Trade Cabinet Secretary Moses Kuria’s plan to make membership to the Kenya National Chamber of Commerce and Industry (KNCCI) mandatory for small-scale businesses is unfair to them as it is an unnecessary cost, especially amid tough economic times.
Besides being unfair and misguided, it is also not the responsibility of the government to dictate to the business community which lobby they should join.
Joining the KNCCI, or any other private club, should remain voluntary. The CS should let the lobby convince businesses why they should be members by coming up with benefits attractive to SMEs. The lobby should also outline its track record of helping businesses to grow as a way of attracting new members.
KNCCI is a private outfit, albeit not-for-profit and limited by guarantee, and is not a government agency. Forcing it down the throats of traders is, therefore, a violation of their rights. It goes against the doctrine of freedom of association that is enshrined in the Constitution.
Worse, KNCCI membership will come at an additional cost to the traders. The cost of doing business in Kenya is already too high for the private sector. Instead of burdening traders, Mr Kuria should be concerned with making the local business environment conducive to investment.
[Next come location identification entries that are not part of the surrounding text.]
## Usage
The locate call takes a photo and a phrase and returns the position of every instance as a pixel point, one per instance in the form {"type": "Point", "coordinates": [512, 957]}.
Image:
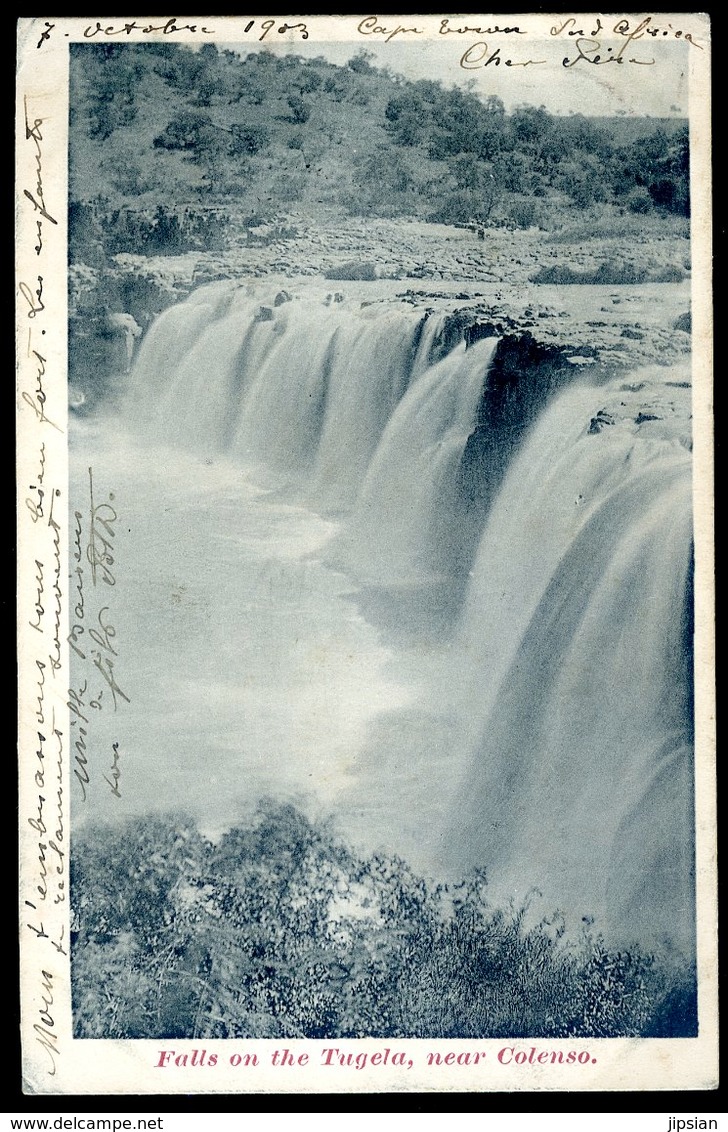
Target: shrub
{"type": "Point", "coordinates": [281, 931]}
{"type": "Point", "coordinates": [639, 199]}
{"type": "Point", "coordinates": [352, 269]}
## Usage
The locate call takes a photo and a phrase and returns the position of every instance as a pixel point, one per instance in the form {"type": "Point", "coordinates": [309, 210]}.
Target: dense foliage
{"type": "Point", "coordinates": [281, 931]}
{"type": "Point", "coordinates": [162, 125]}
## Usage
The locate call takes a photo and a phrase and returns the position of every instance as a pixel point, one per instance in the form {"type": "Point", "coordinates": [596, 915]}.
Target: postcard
{"type": "Point", "coordinates": [365, 526]}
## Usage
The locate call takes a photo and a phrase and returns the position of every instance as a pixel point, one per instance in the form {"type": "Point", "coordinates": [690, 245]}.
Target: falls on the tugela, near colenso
{"type": "Point", "coordinates": [531, 610]}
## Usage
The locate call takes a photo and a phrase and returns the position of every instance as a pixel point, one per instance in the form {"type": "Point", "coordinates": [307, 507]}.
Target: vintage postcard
{"type": "Point", "coordinates": [365, 524]}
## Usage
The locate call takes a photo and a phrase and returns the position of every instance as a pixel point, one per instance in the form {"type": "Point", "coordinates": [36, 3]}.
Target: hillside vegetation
{"type": "Point", "coordinates": [161, 126]}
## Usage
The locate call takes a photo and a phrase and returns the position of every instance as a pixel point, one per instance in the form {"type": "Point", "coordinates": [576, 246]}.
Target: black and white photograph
{"type": "Point", "coordinates": [365, 534]}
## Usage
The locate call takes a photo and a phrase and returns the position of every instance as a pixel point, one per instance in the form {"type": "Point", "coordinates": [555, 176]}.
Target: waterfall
{"type": "Point", "coordinates": [567, 674]}
{"type": "Point", "coordinates": [409, 519]}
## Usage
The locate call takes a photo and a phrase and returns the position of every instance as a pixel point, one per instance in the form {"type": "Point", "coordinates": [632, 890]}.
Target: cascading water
{"type": "Point", "coordinates": [563, 696]}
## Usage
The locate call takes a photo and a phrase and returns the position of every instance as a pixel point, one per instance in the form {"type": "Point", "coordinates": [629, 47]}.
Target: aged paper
{"type": "Point", "coordinates": [365, 532]}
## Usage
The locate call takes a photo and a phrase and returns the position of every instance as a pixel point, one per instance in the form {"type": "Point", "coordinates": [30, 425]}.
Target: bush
{"type": "Point", "coordinates": [352, 269]}
{"type": "Point", "coordinates": [639, 200]}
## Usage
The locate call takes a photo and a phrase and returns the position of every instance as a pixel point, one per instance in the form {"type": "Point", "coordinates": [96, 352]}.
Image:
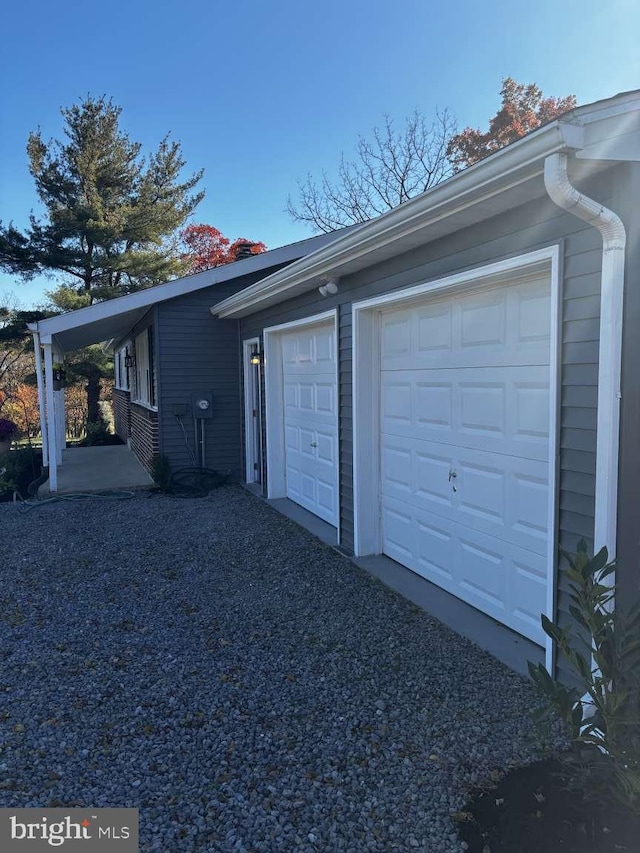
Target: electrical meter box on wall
{"type": "Point", "coordinates": [202, 404]}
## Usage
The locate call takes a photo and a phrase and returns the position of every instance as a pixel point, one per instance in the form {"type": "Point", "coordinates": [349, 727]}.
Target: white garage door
{"type": "Point", "coordinates": [465, 445]}
{"type": "Point", "coordinates": [311, 420]}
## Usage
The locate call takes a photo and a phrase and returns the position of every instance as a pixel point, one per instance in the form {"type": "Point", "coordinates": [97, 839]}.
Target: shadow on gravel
{"type": "Point", "coordinates": [243, 685]}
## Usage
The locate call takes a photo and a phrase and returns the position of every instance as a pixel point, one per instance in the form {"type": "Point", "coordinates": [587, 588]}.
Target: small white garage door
{"type": "Point", "coordinates": [465, 447]}
{"type": "Point", "coordinates": [311, 420]}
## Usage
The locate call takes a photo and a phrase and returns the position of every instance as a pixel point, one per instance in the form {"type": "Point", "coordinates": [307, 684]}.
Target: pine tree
{"type": "Point", "coordinates": [111, 218]}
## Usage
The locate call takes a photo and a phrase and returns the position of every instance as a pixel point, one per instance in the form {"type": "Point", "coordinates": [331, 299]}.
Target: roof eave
{"type": "Point", "coordinates": [508, 167]}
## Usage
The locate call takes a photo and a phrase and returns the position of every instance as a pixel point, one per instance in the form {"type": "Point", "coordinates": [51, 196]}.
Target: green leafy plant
{"type": "Point", "coordinates": [17, 470]}
{"type": "Point", "coordinates": [602, 709]}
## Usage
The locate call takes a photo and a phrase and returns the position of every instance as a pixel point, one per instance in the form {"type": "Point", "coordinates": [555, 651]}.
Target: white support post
{"type": "Point", "coordinates": [59, 415]}
{"type": "Point", "coordinates": [52, 432]}
{"type": "Point", "coordinates": [41, 403]}
{"type": "Point", "coordinates": [63, 399]}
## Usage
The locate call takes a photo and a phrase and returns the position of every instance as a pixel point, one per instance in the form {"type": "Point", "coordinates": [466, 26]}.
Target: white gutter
{"type": "Point", "coordinates": [565, 195]}
{"type": "Point", "coordinates": [507, 167]}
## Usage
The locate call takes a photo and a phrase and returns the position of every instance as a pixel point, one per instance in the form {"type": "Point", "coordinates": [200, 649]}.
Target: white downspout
{"type": "Point", "coordinates": [41, 404]}
{"type": "Point", "coordinates": [610, 226]}
{"type": "Point", "coordinates": [613, 234]}
{"type": "Point", "coordinates": [51, 419]}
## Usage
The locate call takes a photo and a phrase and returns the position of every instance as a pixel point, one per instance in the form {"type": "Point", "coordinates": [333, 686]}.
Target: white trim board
{"type": "Point", "coordinates": [366, 395]}
{"type": "Point", "coordinates": [250, 395]}
{"type": "Point", "coordinates": [274, 401]}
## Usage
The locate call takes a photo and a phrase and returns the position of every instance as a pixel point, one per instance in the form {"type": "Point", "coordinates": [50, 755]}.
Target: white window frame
{"type": "Point", "coordinates": [143, 393]}
{"type": "Point", "coordinates": [120, 369]}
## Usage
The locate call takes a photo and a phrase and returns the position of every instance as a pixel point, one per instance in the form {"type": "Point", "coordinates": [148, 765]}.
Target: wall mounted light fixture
{"type": "Point", "coordinates": [329, 288]}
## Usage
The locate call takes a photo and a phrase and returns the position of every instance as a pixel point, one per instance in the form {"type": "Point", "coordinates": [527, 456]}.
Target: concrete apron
{"type": "Point", "coordinates": [94, 469]}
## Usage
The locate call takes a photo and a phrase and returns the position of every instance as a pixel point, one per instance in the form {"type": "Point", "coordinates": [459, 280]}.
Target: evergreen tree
{"type": "Point", "coordinates": [111, 218]}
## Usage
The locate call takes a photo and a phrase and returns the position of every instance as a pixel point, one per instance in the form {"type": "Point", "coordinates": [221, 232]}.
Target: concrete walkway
{"type": "Point", "coordinates": [93, 469]}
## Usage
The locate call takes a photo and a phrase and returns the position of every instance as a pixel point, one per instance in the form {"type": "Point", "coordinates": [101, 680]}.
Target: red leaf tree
{"type": "Point", "coordinates": [523, 109]}
{"type": "Point", "coordinates": [207, 247]}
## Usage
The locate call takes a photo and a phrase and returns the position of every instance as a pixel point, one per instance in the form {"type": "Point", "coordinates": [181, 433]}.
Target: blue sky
{"type": "Point", "coordinates": [261, 93]}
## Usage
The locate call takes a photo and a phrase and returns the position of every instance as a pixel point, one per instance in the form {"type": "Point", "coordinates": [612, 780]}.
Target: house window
{"type": "Point", "coordinates": [145, 391]}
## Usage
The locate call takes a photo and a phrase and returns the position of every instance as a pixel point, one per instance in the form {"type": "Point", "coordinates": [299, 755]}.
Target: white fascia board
{"type": "Point", "coordinates": [506, 168]}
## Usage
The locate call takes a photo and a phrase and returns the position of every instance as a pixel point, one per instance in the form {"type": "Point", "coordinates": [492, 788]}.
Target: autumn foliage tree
{"type": "Point", "coordinates": [523, 109]}
{"type": "Point", "coordinates": [206, 247]}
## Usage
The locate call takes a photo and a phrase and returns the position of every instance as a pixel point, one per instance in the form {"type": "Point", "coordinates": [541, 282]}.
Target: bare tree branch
{"type": "Point", "coordinates": [388, 169]}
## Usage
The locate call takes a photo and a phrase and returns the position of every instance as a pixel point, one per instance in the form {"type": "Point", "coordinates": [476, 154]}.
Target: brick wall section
{"type": "Point", "coordinates": [122, 413]}
{"type": "Point", "coordinates": [144, 434]}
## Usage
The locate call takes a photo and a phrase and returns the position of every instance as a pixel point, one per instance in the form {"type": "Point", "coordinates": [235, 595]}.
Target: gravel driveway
{"type": "Point", "coordinates": [243, 685]}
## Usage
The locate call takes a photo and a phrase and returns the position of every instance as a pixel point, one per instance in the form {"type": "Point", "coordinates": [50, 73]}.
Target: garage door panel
{"type": "Point", "coordinates": [502, 409]}
{"type": "Point", "coordinates": [497, 327]}
{"type": "Point", "coordinates": [501, 579]}
{"type": "Point", "coordinates": [309, 352]}
{"type": "Point", "coordinates": [490, 492]}
{"type": "Point", "coordinates": [313, 398]}
{"type": "Point", "coordinates": [464, 446]}
{"type": "Point", "coordinates": [310, 420]}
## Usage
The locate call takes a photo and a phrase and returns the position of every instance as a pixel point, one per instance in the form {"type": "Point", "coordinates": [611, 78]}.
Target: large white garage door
{"type": "Point", "coordinates": [311, 420]}
{"type": "Point", "coordinates": [465, 447]}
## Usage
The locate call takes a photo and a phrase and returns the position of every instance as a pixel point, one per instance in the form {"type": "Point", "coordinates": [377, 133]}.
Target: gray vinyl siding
{"type": "Point", "coordinates": [628, 547]}
{"type": "Point", "coordinates": [196, 353]}
{"type": "Point", "coordinates": [532, 226]}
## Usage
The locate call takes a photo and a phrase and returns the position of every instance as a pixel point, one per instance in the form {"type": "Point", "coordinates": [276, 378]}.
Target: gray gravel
{"type": "Point", "coordinates": [243, 685]}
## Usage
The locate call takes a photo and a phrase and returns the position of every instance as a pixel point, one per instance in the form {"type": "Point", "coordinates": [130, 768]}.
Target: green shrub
{"type": "Point", "coordinates": [18, 469]}
{"type": "Point", "coordinates": [602, 712]}
{"type": "Point", "coordinates": [97, 434]}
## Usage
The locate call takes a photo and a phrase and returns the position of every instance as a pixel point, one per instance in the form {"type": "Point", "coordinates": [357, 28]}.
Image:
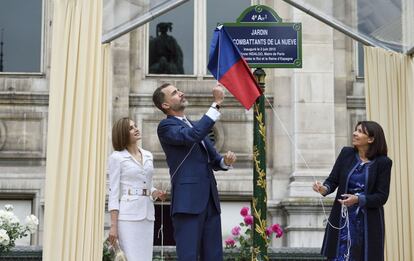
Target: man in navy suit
{"type": "Point", "coordinates": [191, 157]}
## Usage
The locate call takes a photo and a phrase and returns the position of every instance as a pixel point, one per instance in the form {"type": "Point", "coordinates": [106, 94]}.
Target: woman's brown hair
{"type": "Point", "coordinates": [120, 134]}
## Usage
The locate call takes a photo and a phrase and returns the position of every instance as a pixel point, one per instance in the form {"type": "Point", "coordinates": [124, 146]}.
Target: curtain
{"type": "Point", "coordinates": [389, 90]}
{"type": "Point", "coordinates": [77, 134]}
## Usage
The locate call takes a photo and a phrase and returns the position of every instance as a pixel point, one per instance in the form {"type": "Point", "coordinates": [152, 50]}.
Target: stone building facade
{"type": "Point", "coordinates": [312, 113]}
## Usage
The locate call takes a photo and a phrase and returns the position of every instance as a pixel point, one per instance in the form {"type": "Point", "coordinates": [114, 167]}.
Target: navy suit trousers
{"type": "Point", "coordinates": [198, 236]}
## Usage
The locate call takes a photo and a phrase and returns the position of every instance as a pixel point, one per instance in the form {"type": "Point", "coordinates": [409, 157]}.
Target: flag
{"type": "Point", "coordinates": [230, 68]}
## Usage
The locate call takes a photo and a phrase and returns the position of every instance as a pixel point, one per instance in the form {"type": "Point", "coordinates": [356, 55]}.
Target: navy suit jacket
{"type": "Point", "coordinates": [193, 181]}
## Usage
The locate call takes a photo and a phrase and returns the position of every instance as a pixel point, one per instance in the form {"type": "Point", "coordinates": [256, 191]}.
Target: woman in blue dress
{"type": "Point", "coordinates": [361, 176]}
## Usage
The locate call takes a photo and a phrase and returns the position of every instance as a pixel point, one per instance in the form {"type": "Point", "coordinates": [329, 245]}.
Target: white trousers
{"type": "Point", "coordinates": [136, 239]}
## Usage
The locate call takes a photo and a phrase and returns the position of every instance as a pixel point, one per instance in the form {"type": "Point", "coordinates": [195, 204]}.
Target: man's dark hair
{"type": "Point", "coordinates": [379, 146]}
{"type": "Point", "coordinates": [158, 96]}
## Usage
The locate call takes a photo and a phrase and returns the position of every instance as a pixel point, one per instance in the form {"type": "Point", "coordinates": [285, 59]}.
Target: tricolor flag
{"type": "Point", "coordinates": [229, 68]}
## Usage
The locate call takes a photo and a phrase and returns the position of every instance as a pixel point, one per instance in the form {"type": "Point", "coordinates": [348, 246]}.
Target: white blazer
{"type": "Point", "coordinates": [127, 179]}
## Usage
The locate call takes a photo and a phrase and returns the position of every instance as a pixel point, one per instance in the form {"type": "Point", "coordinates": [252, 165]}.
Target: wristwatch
{"type": "Point", "coordinates": [215, 106]}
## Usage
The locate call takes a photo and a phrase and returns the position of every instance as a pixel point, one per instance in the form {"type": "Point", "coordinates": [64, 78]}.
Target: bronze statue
{"type": "Point", "coordinates": [165, 55]}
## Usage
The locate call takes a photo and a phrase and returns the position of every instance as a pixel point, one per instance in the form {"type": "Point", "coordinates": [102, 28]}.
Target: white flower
{"type": "Point", "coordinates": [4, 237]}
{"type": "Point", "coordinates": [31, 223]}
{"type": "Point", "coordinates": [8, 217]}
{"type": "Point", "coordinates": [8, 207]}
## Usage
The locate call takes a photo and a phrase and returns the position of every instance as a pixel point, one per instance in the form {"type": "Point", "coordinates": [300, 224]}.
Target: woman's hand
{"type": "Point", "coordinates": [229, 158]}
{"type": "Point", "coordinates": [349, 200]}
{"type": "Point", "coordinates": [159, 194]}
{"type": "Point", "coordinates": [113, 234]}
{"type": "Point", "coordinates": [319, 188]}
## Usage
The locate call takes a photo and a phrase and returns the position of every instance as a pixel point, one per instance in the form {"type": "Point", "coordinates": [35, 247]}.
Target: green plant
{"type": "Point", "coordinates": [11, 229]}
{"type": "Point", "coordinates": [242, 238]}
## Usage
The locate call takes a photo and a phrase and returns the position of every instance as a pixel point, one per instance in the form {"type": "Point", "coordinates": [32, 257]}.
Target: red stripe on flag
{"type": "Point", "coordinates": [241, 83]}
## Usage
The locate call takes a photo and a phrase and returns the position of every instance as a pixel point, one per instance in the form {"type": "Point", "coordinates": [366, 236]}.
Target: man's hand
{"type": "Point", "coordinates": [318, 187]}
{"type": "Point", "coordinates": [218, 93]}
{"type": "Point", "coordinates": [159, 194]}
{"type": "Point", "coordinates": [113, 234]}
{"type": "Point", "coordinates": [229, 158]}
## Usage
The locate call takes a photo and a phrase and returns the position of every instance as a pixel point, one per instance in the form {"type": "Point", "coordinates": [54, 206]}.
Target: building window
{"type": "Point", "coordinates": [171, 46]}
{"type": "Point", "coordinates": [20, 35]}
{"type": "Point", "coordinates": [360, 60]}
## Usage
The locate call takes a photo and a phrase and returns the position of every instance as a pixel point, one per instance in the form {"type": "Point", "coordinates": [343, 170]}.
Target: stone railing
{"type": "Point", "coordinates": [34, 253]}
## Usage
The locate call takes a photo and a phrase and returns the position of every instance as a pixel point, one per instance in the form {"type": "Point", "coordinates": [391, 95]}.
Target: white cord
{"type": "Point", "coordinates": [344, 209]}
{"type": "Point", "coordinates": [161, 229]}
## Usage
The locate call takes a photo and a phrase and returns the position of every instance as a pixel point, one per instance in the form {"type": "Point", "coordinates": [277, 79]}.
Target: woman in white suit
{"type": "Point", "coordinates": [131, 193]}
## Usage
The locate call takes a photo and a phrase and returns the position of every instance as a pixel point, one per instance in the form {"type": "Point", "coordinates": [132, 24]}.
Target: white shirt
{"type": "Point", "coordinates": [125, 174]}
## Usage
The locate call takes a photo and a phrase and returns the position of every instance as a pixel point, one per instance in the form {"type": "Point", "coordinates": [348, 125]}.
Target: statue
{"type": "Point", "coordinates": [165, 55]}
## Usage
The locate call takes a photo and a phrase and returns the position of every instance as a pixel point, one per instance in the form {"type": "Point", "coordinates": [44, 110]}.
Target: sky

The CS should cease his authoritarian style in running the ministry and allow businesses to thrive.
There are very serious things that his ministry should be dealing with—including coming up with policies that support businesses to recover from the shocks of the Covid-19 pandemic, the five-year drought and unfriendly foreign exchange rates, among others—not choosing private clubs for struggling traders to pay to join.